Is breakage recoverable?
Does breakage affect already connected users, or just block new users?
Did the application code break (errors, deadlocks, thread blocking, etc.)?
Was a system resource limit hit (cpu, memory, network, disk)?
If system resource limits were not hit, does the application need to be fixed so that it is not the bottleneck? The system should scale up so that system limits are hit, whether CPU, network, disk I/O, or network bandwidth.
Did a downstream service break?

How can the downstream service be improved to provide more capacity and stability?

Did the system just slow down, remaining functional?
Is a restart required, and what must be restarted (services, server, downstream services, etc.)?
Can the system be scaled out or scaled up to improve the capacity?

If not, why not? Is there an architectural limitation preventing further scalability? How can scalability be improved?

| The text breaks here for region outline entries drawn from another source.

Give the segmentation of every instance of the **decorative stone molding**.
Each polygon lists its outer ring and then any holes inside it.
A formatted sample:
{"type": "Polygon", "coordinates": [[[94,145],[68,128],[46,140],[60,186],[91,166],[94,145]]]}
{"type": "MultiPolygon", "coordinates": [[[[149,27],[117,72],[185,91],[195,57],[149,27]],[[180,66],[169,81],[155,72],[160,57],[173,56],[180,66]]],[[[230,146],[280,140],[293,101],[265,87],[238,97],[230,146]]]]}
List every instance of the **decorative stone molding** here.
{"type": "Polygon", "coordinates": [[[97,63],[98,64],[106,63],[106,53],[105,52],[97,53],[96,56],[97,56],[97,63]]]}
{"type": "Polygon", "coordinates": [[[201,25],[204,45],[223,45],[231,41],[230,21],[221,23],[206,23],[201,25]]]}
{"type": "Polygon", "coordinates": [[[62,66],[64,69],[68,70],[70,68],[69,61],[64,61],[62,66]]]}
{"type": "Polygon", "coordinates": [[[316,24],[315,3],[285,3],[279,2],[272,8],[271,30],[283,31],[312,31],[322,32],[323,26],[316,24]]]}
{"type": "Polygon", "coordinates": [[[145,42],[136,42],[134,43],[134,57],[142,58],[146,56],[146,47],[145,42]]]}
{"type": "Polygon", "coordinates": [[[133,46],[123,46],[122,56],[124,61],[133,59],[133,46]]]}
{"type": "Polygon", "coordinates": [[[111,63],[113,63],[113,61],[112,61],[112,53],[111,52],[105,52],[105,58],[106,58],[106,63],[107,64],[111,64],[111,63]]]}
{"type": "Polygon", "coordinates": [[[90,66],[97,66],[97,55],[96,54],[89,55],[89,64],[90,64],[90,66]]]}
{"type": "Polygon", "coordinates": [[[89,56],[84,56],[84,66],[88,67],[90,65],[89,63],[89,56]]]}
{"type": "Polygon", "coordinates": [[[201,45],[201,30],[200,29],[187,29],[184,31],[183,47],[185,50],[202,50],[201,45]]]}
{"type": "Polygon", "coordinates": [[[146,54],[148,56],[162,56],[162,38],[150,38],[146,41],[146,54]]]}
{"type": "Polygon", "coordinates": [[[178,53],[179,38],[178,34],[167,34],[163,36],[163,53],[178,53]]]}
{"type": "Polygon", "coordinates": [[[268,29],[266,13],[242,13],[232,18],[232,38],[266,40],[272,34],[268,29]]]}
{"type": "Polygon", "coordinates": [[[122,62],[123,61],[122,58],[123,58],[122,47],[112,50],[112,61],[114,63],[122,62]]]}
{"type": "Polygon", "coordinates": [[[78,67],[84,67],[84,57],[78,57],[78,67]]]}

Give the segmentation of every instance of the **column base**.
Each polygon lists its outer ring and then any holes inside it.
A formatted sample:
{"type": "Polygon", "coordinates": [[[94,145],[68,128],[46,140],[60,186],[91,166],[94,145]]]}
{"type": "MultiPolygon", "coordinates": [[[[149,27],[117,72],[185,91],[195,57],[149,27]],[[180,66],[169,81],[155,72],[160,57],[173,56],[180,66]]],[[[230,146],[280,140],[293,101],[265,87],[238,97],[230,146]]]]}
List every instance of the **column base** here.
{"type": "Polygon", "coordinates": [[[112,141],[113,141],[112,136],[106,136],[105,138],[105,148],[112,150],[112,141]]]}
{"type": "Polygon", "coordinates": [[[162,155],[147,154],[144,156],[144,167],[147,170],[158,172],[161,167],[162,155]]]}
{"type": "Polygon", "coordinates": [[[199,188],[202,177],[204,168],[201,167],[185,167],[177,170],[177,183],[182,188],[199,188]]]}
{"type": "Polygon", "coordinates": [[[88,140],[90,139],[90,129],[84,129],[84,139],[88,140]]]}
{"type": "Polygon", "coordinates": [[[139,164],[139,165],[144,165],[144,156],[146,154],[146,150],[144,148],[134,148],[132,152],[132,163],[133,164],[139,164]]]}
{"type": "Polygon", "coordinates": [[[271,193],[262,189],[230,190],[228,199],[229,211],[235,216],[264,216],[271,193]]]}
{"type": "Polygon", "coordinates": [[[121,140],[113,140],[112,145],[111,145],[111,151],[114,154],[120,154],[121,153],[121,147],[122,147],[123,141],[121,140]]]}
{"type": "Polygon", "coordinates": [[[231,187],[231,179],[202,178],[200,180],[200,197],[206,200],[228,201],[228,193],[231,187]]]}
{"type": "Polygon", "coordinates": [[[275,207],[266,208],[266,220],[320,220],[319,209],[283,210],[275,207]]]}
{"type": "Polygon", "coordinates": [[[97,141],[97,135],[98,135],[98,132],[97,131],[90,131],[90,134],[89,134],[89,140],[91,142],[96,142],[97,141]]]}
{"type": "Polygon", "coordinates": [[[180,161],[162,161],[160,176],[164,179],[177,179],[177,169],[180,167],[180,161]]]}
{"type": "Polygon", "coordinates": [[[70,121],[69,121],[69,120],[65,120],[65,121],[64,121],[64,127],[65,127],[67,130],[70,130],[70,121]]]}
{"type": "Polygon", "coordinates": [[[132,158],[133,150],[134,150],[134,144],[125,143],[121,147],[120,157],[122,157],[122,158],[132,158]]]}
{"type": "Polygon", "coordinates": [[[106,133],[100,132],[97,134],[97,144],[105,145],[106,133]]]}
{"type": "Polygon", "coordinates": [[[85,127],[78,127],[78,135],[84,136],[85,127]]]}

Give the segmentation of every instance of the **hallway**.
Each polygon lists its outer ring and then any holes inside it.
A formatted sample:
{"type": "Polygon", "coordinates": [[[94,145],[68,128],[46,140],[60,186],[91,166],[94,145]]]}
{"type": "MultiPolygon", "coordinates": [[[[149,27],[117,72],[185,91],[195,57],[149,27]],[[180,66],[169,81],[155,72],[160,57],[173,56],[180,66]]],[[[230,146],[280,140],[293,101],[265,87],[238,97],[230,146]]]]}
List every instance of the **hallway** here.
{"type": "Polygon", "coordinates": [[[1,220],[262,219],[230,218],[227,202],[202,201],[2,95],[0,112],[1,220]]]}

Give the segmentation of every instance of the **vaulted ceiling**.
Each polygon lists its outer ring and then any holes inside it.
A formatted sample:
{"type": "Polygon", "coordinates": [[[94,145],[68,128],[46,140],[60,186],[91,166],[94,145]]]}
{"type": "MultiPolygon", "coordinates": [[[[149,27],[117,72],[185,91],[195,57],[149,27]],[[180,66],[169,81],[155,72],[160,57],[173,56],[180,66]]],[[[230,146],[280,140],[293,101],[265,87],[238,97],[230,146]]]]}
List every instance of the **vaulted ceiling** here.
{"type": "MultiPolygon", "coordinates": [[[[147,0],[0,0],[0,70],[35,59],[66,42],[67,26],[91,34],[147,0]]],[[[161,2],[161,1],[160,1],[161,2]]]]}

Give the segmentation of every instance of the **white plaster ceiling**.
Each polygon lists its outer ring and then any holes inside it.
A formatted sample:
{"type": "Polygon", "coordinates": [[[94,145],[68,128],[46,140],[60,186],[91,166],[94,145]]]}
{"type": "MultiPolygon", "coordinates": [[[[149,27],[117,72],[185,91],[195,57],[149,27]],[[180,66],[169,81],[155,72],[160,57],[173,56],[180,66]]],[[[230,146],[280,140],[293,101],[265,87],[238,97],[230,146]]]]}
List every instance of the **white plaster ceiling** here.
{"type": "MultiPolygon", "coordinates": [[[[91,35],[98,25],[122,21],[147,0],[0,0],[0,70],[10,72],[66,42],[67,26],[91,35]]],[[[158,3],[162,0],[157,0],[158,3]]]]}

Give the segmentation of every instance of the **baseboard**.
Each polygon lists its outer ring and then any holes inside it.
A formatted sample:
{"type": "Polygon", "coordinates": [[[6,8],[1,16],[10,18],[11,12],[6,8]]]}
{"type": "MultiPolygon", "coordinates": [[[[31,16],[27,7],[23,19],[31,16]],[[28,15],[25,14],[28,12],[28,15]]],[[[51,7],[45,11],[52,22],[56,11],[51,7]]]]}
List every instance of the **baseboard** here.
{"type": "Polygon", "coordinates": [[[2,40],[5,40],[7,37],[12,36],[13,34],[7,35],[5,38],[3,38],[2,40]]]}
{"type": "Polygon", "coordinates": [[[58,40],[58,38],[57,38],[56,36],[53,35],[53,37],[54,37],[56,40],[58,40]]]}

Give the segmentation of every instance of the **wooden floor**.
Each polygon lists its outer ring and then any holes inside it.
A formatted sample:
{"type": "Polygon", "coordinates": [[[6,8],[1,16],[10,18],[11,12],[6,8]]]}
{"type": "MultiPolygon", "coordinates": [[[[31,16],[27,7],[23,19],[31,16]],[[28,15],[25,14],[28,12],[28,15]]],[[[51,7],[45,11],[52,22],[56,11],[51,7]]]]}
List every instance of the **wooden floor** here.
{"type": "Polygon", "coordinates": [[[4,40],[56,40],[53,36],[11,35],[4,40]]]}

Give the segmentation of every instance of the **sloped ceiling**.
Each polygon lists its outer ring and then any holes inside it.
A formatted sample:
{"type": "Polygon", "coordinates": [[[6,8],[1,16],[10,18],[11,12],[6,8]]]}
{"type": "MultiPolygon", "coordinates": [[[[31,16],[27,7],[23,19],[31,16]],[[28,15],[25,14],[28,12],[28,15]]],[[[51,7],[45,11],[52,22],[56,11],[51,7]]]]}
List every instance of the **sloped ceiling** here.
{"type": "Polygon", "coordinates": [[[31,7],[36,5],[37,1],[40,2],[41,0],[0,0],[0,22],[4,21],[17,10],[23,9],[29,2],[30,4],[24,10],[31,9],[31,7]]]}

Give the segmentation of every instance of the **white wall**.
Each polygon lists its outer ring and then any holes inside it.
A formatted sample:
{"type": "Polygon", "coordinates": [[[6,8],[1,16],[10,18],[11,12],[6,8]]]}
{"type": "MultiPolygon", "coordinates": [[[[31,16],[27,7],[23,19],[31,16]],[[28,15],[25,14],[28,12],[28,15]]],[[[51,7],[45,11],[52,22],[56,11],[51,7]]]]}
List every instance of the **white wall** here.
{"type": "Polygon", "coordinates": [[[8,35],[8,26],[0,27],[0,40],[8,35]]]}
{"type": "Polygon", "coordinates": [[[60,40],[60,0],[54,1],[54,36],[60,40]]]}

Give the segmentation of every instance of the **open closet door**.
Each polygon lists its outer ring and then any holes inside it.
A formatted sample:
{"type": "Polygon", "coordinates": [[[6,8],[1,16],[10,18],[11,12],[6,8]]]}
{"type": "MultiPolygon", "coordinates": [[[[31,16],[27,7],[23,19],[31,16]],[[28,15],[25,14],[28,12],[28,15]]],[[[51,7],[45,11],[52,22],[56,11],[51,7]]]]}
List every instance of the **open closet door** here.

From the test determine the peak capacity of the application and verify that proper production monitoring is in place to detect this threshold.

Run at near peak capacity for an extended period of time (this could be one day or more depending on uptime requirements)

Is the application stable when run for a long time or does it eventually crash?

Why does it crash?

Does performance degrade over time?

Why does it degrade?

Perform administrative operations that may need to be performed during production usage while system is near peak load.

Is the system stable when this happens?

Perform the full suite of functional tests while the system is near peak load.

Is the system stable when this happens?

Document the results of the test carefully. Do not ignore crashes and instability. Spend the time and effort to understand the behavior and harden the application to behave well under any conditions, anticipated or not.